The Civil Aviation ministry’s decision to allow airlines to “unbundle” their fares and add extra charges for “services” like preferred seating has created an uncertain situation for fliers who have already been battling with the lack of transparency and consistency in ticket pricing. Soon after the ministry announced its new policy, many airlines rushed to cash in on the opportunity. Some of them started with front and exit row seats but others sought to levy a premium for all window and aisle seats too. So far, only Air India and SpiceJet have refrained from milking this opportunity to raise additional revenue from preferred seating, though the national carrier has lowered the free baggage allowance from 20 to 15 kilos. Now, after seeing the public outrage over the decision to charge passengers for where they would like to sit, the ministry has set a ceiling of 15 per cent for the number of seats on which airlines can charge a premium fee. When implemented, this move will allow airlines to raise fares on seats that are clearly ‘premium’ — essentially those that provide extra leg space or quicker egress — while at the same time ensuring that passengers unwilling to pay extra are not left with only middle seats.
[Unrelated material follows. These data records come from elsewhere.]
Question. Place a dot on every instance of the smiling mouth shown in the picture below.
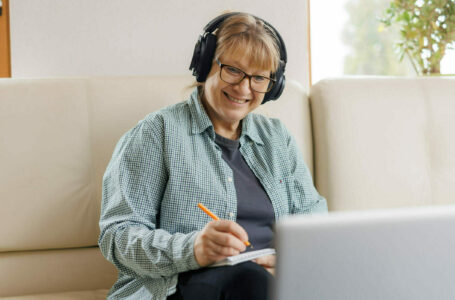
(239, 101)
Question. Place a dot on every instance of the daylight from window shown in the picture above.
(347, 38)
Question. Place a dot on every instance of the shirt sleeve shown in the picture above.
(306, 198)
(133, 186)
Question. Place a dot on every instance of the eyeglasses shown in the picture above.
(233, 75)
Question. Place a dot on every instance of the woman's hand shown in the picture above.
(268, 262)
(218, 240)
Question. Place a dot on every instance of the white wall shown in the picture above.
(63, 38)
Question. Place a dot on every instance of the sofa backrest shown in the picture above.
(56, 139)
(384, 142)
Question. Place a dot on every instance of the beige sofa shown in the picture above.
(378, 142)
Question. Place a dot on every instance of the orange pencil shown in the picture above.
(213, 216)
The lower baggage allowance will, however, continue to cause distress at the check-in counters.

The structure of airfares today remains dynamic to an extent, but seems driven by competition and the need to ensure a minimum passenger load factor. There are heavy-density routes that command a higher fare, and the less congested services where the fares have to be concessional to attract traffic. With many of the private airlines that were operating when the open skies policy was implemented folding up in due course, and even Paramount Airways and Kingfisher Airlines suspended, the field has narrowed considerably. Air Deccan, a pioneer in low-cost, no-frills airlines, wound up too, and the kind of fares it once offered could not be dreamed of anymore. Fortunately for passengers, the aviation ministry and the regulator have made sure the airlines do not operate as a cartel or start putting up fares unreasonably during the peak season. To compensate the airlines in a way, and open up a window for them to mop up additional revenue, the government decided to permit them to charge more for preferred seats, additional baggage, and meals on flights. But given the profit motive of private enterprise, the manner in which this window is utilised will have to be carefully monitored and regulated.